The iron-catalyzed oxidation of dithiothreitol is a biphasic process: hydrogen peroxide is involved in the initiation of a free radical chain of reactions.

作者信息

Netto L E, Stadtman E R

机构信息

Laboratory of Biochemistry, National Heart, Lung, and Blood Institute, National Institutes of Health, Bethesda, Maryland 20892, USA.

出版信息

Arch Biochem Biophys. 1996 Sep 1;333(1):233-42. doi: 10.1006/abbi.1996.0386.

Abstract

Dithiothreitol (DTT) is the most common agent used to reduce disulfide bonds in proteins. In the presence of transition metals and O2, however, DTT can induce oxidative damage in biomolecules. By means of polarographic measurements, it was established that the DTT oxidation catalyzed by Fe3+ is a biphasic process, characterized by a lag phase of several minutes during which O2 is consumed at a slow rate, by a mechanism involving the DTT-dependent reduction of Fe3+ to Fe2+ and the conversion of O2 to H2O2. Some lines of evidence indicate that the reduction of Fe3+ is the rate-limiting step: (i) The replacement of Fe3+ with Fe2+ leads to a decrease in the length of the lag phase. (ii) The rate of Fe2+ formation by DTT is the same as the initial rate of O2 uptake, (iii) The rate of sulfhydryl oxidation under anaerobic conditions is very slow. EDTA stimulates the iron-catalyzed oxidation of DTT probably by accelerating Fe3+ reduction. The lag phase is followed by a rapid uptake of O2 involving both O2.(-)-dependent and O2.(-)-independent free radical reactions, which can proceed, albeit more slowly, in the absence of H2O2 (i.e., in the presence of catalase).
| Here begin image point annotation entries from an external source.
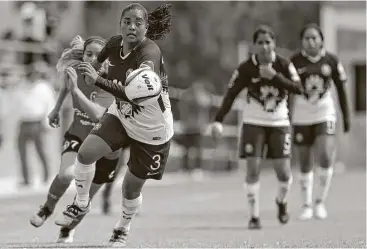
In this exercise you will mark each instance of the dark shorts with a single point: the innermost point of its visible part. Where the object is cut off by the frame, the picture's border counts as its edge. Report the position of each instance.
(256, 139)
(105, 168)
(146, 161)
(306, 134)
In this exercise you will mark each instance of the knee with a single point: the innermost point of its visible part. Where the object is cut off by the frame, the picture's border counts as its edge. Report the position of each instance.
(67, 175)
(325, 160)
(252, 171)
(283, 169)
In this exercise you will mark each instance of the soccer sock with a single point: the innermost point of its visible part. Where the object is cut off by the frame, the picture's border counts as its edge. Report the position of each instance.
(253, 193)
(56, 191)
(84, 174)
(325, 175)
(306, 182)
(283, 190)
(128, 212)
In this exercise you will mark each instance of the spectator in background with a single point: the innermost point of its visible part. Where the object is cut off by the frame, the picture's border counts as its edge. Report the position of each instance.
(194, 108)
(36, 100)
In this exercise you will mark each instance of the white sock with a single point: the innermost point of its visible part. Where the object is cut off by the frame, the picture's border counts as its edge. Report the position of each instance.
(283, 190)
(84, 174)
(253, 198)
(306, 182)
(128, 212)
(325, 175)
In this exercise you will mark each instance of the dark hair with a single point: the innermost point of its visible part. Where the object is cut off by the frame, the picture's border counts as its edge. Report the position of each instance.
(263, 29)
(92, 39)
(159, 20)
(311, 26)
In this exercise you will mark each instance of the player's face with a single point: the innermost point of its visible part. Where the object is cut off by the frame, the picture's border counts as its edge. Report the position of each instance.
(133, 26)
(312, 42)
(264, 45)
(91, 52)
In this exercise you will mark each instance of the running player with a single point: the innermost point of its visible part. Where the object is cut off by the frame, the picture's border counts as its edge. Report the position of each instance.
(314, 116)
(90, 104)
(147, 128)
(268, 78)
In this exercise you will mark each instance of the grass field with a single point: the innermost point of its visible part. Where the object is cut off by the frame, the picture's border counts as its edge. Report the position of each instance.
(211, 213)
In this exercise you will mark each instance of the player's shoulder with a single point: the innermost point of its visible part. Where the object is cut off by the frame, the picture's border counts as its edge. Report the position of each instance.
(296, 56)
(282, 60)
(114, 41)
(149, 46)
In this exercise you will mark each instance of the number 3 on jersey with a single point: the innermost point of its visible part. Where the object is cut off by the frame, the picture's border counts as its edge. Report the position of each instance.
(157, 162)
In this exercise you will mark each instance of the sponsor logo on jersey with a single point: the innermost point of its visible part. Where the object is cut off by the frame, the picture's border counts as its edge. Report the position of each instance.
(325, 70)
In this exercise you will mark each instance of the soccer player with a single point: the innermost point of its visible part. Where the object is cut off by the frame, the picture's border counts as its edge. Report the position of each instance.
(314, 116)
(147, 128)
(268, 78)
(90, 104)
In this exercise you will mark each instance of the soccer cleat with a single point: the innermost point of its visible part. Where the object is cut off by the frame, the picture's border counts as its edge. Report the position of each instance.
(41, 216)
(283, 215)
(66, 235)
(119, 237)
(320, 211)
(306, 213)
(254, 223)
(72, 213)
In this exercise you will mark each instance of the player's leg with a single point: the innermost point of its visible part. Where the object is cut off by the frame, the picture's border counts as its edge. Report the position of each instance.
(41, 151)
(251, 146)
(105, 173)
(146, 162)
(109, 135)
(303, 137)
(61, 181)
(106, 206)
(279, 151)
(325, 151)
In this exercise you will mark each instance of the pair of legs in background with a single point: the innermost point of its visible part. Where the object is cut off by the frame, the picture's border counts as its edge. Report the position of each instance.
(146, 161)
(318, 142)
(32, 131)
(106, 169)
(254, 141)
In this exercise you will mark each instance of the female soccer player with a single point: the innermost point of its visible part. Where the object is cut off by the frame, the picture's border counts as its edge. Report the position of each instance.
(314, 116)
(90, 104)
(147, 128)
(268, 78)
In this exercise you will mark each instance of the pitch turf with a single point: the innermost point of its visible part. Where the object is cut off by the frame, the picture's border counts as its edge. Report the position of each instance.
(211, 213)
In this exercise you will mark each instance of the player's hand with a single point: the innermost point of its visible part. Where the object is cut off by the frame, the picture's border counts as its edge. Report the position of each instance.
(89, 72)
(267, 72)
(346, 125)
(72, 79)
(54, 118)
(216, 129)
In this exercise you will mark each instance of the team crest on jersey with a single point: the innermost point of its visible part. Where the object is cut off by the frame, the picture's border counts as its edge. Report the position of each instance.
(269, 96)
(93, 96)
(129, 72)
(299, 137)
(326, 70)
(314, 86)
(125, 109)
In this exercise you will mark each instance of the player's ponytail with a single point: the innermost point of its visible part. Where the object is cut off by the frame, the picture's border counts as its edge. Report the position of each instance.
(159, 21)
(72, 56)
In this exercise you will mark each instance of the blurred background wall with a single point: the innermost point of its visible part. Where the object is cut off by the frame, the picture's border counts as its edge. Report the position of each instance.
(207, 42)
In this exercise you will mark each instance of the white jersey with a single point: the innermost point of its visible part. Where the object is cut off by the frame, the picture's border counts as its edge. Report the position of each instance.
(150, 124)
(316, 105)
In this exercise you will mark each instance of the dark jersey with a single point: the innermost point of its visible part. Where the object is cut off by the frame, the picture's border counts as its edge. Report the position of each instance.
(82, 124)
(266, 99)
(317, 74)
(153, 123)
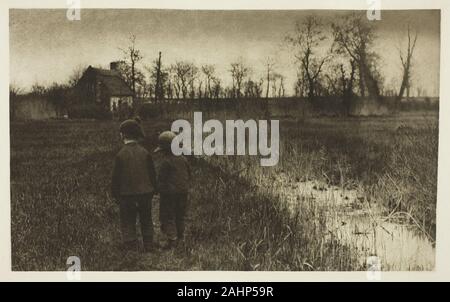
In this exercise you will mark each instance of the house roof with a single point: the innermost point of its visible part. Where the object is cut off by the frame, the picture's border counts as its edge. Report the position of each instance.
(113, 82)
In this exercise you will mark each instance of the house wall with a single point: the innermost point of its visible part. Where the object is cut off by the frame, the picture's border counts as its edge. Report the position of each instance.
(33, 108)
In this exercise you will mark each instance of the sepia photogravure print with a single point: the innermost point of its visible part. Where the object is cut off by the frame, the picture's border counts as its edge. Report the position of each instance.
(223, 140)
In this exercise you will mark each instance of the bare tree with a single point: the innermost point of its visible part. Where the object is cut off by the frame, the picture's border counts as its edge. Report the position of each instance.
(306, 40)
(184, 74)
(238, 72)
(269, 66)
(159, 77)
(129, 70)
(406, 59)
(354, 36)
(208, 71)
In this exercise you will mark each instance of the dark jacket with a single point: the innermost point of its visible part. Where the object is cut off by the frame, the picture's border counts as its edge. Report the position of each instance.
(134, 171)
(174, 174)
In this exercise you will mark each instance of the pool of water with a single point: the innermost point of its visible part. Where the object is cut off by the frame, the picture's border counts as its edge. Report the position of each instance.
(363, 226)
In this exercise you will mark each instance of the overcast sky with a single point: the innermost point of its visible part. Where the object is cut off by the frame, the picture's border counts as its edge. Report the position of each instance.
(45, 46)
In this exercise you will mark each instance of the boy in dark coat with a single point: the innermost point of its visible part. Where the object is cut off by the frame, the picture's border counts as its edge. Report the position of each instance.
(173, 184)
(133, 186)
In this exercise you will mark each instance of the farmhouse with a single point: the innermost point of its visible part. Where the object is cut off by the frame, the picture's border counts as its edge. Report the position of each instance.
(105, 87)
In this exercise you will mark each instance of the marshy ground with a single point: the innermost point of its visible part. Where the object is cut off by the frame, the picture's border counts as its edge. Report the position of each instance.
(344, 188)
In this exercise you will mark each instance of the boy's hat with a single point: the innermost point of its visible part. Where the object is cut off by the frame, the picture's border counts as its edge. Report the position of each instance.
(131, 129)
(165, 140)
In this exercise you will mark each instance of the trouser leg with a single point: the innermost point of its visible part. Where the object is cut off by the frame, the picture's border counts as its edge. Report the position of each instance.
(166, 214)
(180, 214)
(128, 215)
(145, 217)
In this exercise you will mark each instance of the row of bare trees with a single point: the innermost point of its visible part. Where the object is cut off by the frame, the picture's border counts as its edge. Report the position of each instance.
(335, 58)
(343, 63)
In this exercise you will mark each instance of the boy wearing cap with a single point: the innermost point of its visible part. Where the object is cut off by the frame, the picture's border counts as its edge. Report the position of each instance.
(173, 184)
(133, 186)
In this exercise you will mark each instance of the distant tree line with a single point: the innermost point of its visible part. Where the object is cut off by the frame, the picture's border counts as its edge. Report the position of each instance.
(332, 59)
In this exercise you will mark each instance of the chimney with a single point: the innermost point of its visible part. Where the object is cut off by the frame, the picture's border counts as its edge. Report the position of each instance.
(114, 66)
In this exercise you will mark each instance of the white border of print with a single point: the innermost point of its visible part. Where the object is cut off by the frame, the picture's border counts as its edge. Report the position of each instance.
(442, 271)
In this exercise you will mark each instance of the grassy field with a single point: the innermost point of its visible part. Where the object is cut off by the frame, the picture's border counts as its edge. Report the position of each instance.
(60, 203)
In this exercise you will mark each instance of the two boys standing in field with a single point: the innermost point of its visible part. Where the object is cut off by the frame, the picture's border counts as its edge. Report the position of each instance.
(134, 183)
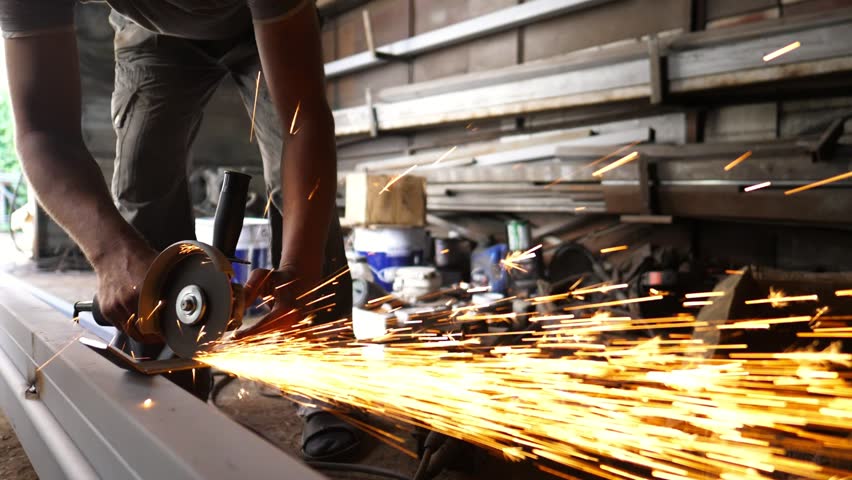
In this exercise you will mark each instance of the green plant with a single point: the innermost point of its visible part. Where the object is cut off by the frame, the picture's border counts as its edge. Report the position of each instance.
(8, 156)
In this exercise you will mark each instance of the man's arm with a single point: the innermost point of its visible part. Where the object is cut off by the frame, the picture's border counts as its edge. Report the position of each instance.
(44, 83)
(291, 58)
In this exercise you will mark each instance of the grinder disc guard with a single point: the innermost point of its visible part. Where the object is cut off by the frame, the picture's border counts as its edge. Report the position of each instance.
(190, 277)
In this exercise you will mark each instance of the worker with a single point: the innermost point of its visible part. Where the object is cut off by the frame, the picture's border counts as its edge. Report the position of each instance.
(170, 56)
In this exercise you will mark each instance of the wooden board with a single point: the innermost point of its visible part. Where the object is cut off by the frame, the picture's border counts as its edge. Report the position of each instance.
(403, 203)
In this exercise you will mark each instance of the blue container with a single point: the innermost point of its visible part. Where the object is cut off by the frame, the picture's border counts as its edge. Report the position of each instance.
(486, 270)
(388, 248)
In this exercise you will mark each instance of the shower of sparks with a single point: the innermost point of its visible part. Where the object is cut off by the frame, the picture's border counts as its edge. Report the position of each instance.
(666, 406)
(781, 51)
(187, 248)
(612, 166)
(295, 115)
(619, 248)
(514, 259)
(738, 160)
(445, 155)
(697, 303)
(314, 191)
(396, 179)
(780, 300)
(254, 106)
(819, 183)
(757, 186)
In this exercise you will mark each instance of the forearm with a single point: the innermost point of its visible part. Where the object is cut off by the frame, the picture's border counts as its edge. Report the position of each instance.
(70, 186)
(309, 179)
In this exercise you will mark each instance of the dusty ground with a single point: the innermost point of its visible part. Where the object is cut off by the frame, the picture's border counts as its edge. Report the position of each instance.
(273, 418)
(14, 464)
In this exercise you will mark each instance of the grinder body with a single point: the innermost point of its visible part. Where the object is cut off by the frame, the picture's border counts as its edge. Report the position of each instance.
(188, 298)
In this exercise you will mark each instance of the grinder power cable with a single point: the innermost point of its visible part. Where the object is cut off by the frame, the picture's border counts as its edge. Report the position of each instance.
(189, 297)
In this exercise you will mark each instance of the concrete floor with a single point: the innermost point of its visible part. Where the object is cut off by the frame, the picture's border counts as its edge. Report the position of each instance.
(274, 418)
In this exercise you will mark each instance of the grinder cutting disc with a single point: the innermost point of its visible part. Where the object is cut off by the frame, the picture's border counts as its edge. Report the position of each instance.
(193, 282)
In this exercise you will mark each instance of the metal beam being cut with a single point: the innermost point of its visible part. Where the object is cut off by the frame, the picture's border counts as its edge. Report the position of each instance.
(84, 418)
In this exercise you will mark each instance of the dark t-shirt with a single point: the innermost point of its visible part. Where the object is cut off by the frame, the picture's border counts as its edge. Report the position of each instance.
(198, 19)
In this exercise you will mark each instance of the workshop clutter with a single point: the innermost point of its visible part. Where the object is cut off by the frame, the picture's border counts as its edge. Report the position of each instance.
(253, 245)
(387, 248)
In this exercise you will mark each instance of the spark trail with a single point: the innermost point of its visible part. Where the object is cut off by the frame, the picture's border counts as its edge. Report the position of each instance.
(668, 406)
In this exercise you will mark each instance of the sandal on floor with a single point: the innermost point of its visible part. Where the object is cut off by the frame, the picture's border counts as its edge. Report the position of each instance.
(328, 438)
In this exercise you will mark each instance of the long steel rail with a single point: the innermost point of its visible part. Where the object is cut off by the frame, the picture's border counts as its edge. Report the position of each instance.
(80, 417)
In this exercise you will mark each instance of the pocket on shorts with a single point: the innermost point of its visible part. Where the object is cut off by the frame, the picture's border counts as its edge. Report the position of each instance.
(121, 106)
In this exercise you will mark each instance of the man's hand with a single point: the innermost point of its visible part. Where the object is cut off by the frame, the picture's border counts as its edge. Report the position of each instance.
(120, 277)
(281, 289)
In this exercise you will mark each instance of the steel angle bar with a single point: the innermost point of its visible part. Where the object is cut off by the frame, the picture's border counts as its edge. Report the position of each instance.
(622, 81)
(550, 150)
(478, 27)
(690, 68)
(817, 43)
(95, 414)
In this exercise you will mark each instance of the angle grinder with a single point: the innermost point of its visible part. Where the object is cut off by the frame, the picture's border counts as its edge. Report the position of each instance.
(189, 298)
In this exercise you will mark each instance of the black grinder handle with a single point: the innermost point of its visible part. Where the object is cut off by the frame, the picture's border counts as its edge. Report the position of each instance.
(230, 212)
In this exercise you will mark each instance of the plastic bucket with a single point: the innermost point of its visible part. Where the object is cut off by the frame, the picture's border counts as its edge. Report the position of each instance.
(253, 245)
(388, 248)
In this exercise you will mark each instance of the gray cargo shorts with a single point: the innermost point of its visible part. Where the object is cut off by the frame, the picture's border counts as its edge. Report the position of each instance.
(162, 84)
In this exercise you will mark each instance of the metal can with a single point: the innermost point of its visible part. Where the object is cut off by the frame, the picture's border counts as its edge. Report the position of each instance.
(519, 235)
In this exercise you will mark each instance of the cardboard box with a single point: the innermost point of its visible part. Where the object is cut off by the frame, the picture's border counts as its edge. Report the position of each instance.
(403, 203)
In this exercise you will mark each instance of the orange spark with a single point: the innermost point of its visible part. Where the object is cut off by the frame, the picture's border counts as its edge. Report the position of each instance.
(295, 115)
(266, 208)
(513, 259)
(782, 300)
(396, 179)
(613, 153)
(739, 160)
(311, 195)
(445, 155)
(757, 186)
(618, 248)
(254, 107)
(819, 183)
(704, 294)
(781, 51)
(612, 166)
(698, 303)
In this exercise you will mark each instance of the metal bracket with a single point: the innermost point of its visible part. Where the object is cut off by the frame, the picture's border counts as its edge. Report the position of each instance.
(823, 149)
(658, 64)
(371, 45)
(371, 112)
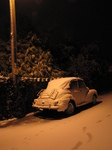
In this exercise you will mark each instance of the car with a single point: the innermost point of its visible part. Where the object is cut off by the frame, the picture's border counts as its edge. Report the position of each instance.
(65, 95)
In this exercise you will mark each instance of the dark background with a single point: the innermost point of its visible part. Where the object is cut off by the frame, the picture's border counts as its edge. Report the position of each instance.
(81, 20)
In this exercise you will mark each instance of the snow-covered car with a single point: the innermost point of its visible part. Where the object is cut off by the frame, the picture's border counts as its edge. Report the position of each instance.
(65, 94)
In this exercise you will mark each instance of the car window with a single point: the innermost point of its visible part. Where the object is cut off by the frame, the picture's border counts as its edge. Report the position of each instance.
(73, 85)
(81, 84)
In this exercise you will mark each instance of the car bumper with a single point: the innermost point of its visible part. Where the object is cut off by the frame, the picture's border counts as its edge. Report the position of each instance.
(59, 107)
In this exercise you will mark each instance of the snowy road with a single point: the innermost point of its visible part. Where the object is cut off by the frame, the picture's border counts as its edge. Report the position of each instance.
(89, 129)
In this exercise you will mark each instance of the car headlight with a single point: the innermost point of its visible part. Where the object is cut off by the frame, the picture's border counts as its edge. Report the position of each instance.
(53, 94)
(56, 103)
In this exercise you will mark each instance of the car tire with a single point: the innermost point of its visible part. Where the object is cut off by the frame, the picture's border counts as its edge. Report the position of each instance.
(70, 109)
(94, 99)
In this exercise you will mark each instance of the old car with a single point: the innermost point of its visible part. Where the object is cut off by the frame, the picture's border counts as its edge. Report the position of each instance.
(65, 94)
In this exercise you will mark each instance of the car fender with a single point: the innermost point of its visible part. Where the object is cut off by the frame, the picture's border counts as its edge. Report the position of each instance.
(64, 100)
(90, 94)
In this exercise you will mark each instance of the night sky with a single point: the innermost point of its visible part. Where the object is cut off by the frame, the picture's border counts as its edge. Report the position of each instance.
(88, 20)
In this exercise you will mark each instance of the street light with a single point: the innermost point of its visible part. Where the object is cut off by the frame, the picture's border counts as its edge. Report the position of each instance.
(13, 39)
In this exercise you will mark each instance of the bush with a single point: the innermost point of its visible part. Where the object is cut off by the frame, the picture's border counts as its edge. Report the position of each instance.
(17, 102)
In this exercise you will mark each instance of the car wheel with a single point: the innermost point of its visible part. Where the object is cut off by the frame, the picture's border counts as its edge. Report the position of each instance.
(70, 109)
(94, 99)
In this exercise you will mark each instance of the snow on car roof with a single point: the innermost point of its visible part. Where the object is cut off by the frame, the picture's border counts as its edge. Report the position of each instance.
(60, 81)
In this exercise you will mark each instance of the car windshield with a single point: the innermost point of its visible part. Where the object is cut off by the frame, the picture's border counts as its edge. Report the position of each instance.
(57, 83)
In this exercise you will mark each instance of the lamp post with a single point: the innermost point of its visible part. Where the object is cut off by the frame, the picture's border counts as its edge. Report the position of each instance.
(13, 39)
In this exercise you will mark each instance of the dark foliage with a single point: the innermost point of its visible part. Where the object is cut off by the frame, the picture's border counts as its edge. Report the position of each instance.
(17, 101)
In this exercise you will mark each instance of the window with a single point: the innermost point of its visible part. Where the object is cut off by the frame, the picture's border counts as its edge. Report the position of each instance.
(81, 84)
(73, 85)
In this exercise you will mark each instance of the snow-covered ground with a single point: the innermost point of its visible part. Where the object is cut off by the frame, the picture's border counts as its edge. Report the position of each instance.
(89, 129)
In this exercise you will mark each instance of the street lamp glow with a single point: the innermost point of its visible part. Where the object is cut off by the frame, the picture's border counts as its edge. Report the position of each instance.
(13, 38)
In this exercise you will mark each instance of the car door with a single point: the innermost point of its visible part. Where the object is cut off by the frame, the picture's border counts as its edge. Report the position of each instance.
(74, 88)
(83, 91)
Glutamine synthetase is inactivated faster when added during the phase of rapid O2 uptake than when added before the beginning of the reaction. In both cases, catalase protects the enzyme, suggesting that only reactive species generated by H2O2 decomposition are able to induce the inactivation.

摘要

二硫苏糖醇(DTT)是用于还原蛋白质中二硫键的最常用试剂。然而,在过渡金属和O2存在的情况下,DTT会诱导生物分子发生氧化损伤。通过极谱测量发现,Fe3+催化的DTT氧化是一个双相过程,其特征是有几分钟的延迟期,在此期间O2以缓慢的速率被消耗,其机制涉及DTT依赖性地将Fe3+还原为Fe2+以及将O2转化为H2O2。一些证据表明Fe3+的还原是限速步骤:(i)用Fe2+替代Fe3+会导致延迟期长度缩短。(ii)DTT形成Fe2+的速率与O2摄取的初始速率相同。(iii)厌氧条件下巯基的氧化速率非常缓慢。EDTA可能通过加速Fe3+的还原来刺激铁催化的DTT氧化。延迟期之后是O2的快速摄取,这涉及O2(-)-依赖性和O2(-)-非依赖性自由基反应,在没有H2O2(即存在过氧化氢酶)的情况下,这些反应也可以进行,尽管速度较慢。当在O2快速摄取阶段添加谷氨酰胺合成酶时,其失活速度比在反应开始前添加时更快。在这两种情况下,过氧化氢酶都能保护该酶,这表明只有H2O2分解产生的活性物质才能诱导失活。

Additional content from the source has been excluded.